Wednesday, September 7, 2016

Tuning the RocksDB block cache

I spent many years using InnoDB with direct IO and I didn't worry about buffered IO performance. Well, I didn't worry until Domas told me to worry. My focus has switched to RocksDB and now I worry about buffered IO performance. Fortunately, another co-worker (Jens Axboe) promises to make buffered writeback much better.

With direct IO, InnoDB stores compressed and uncompressed pages in the InnoDB buffer pool. It has a clever algorithm to determine how much memory to use for each based on whether the workload appears to be IO or CPU bound. My vague memory is that we tune my.cnf to keep it from being too clever.

With buffered IO, RocksDB manages a block cache for uncompressed blocks and then depends on the OS page cache for compressed blocks. While I think there is an opportunity to be more efficient in that area, that is not the topic for today.

The question today is how to divide memory between the RocksDB block cache and the OS page cache. I have read tuning advice for other buffered IO databases that suggest giving as much RAM as possible to the database. I disagree and my advice is:
  1. If the uncompressed working set fits in the RocksDB block cache then give as much RAM as possible to the block cache.
  2. Else if the compressed working set fits in the OS page cache then give most RAM to the OS page cache by using a small RocksDB block cache.
  3. Else give the RocksDB block cache about 20% of host RAM.
This is a rule of thumb. Sometimes in rule 3 I suggest giving 25% or 30% to the block cache, but I hope you get the point. The goal is to avoid reads from storage by caching more data in RAM. I assume that decompressing a block is much faster than reading it from storage which is more likely when you use zstandard.

This isn't proven unless you accept proof by anecdote. I ran a test with Linkbench on a host with 50G of RAM and a ~350G database. The test was repeated with the RocksDB block cache set to 5G, 10G, 20G and 35G. Using a smaller block cache reduced the storage read cost per transaction by between 10% and 20% using iostat r/s and iostat rKB/s.

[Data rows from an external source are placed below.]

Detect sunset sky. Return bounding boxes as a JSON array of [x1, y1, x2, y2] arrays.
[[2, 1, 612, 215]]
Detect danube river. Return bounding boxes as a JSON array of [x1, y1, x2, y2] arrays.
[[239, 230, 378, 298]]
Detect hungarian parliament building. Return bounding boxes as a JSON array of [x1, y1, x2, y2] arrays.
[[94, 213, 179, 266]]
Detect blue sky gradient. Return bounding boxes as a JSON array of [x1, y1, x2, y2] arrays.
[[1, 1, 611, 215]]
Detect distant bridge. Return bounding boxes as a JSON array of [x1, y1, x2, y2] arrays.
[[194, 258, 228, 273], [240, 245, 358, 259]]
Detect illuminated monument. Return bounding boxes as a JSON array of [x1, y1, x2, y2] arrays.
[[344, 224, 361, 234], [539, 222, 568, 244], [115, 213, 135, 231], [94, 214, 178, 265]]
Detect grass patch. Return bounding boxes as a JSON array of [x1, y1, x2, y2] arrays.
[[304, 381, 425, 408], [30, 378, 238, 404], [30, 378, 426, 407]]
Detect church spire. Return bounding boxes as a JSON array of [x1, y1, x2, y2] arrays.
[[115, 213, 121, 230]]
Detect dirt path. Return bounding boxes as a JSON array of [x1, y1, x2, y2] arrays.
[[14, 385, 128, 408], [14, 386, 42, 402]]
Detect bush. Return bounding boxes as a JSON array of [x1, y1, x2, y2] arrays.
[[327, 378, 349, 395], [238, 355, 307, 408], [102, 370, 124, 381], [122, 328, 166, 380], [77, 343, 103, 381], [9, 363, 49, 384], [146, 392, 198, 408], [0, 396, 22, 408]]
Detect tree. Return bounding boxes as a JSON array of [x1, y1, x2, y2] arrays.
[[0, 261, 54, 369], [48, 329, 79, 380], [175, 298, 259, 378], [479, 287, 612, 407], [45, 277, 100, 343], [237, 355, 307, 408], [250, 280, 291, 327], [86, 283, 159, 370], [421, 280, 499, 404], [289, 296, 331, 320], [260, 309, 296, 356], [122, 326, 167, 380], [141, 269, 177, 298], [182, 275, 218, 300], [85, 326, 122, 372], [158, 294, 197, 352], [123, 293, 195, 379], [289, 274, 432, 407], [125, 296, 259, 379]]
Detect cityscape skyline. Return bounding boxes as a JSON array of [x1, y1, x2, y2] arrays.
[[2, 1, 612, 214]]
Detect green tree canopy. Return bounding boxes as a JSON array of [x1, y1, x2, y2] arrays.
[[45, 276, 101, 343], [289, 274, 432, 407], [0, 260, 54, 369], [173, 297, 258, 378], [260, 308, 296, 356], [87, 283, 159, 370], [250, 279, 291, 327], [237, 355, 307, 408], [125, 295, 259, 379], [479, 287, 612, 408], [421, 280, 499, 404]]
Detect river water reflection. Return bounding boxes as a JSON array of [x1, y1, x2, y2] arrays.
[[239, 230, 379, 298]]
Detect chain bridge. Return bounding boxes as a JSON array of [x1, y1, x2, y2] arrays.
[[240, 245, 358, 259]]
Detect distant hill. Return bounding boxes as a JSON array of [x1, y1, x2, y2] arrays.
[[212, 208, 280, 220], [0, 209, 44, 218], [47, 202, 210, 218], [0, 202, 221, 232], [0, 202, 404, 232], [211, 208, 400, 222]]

My advice might not work for you, but might help you to consider your choices before following tuning advice you read on the web.


  1. Hi Mark, I have been reading your blog in the past weeks, nice work.

    I have some question regarding the caching in RocksDB. In LevelDB default configuration, the SST files are mmaped with a default limit of 1000 files. This limit avoids the system to consume too much memory with mmap (up to 2GB). However, assuming a skewed access pattern, even if only the portions of a file that are being accessed are mmaped (rather than the entire file), it seems that I am wasting memory. As an example, assume I have 1k mmapped files, but only a portion of each of these files is being read, I am consuming less than 2GB with mmap, but I cannot use the remaining memory anywhere else, because I am already in the limit of mmaped files. I don't like this and I think having a unified cache seems a better way to go (maybe a block_cache for compressed data?).

    From your post and a quick view of the code, RocksDB do not use mmap by default, and simply relies on the OS page cache, which seems to be a way cleaner solution. However, I was not able to found any option to set the amount of memory from the OS page cache I want to use. I think this is just another instance of the eternal discussion between OS people and database people demanding complete control over their systems.

    1. There is an option to use the RocksDB block cache for compressed pages. It is infrequently used. There are also options to reduce the amount of data that RocksDB might put into the OS page cache.

      We know we can do better here and we expect to have something better, maybe in the next 6 months. It isn't clear whether that means to only use direct IO, or to just get better at managing the data that might be in the OS page cache.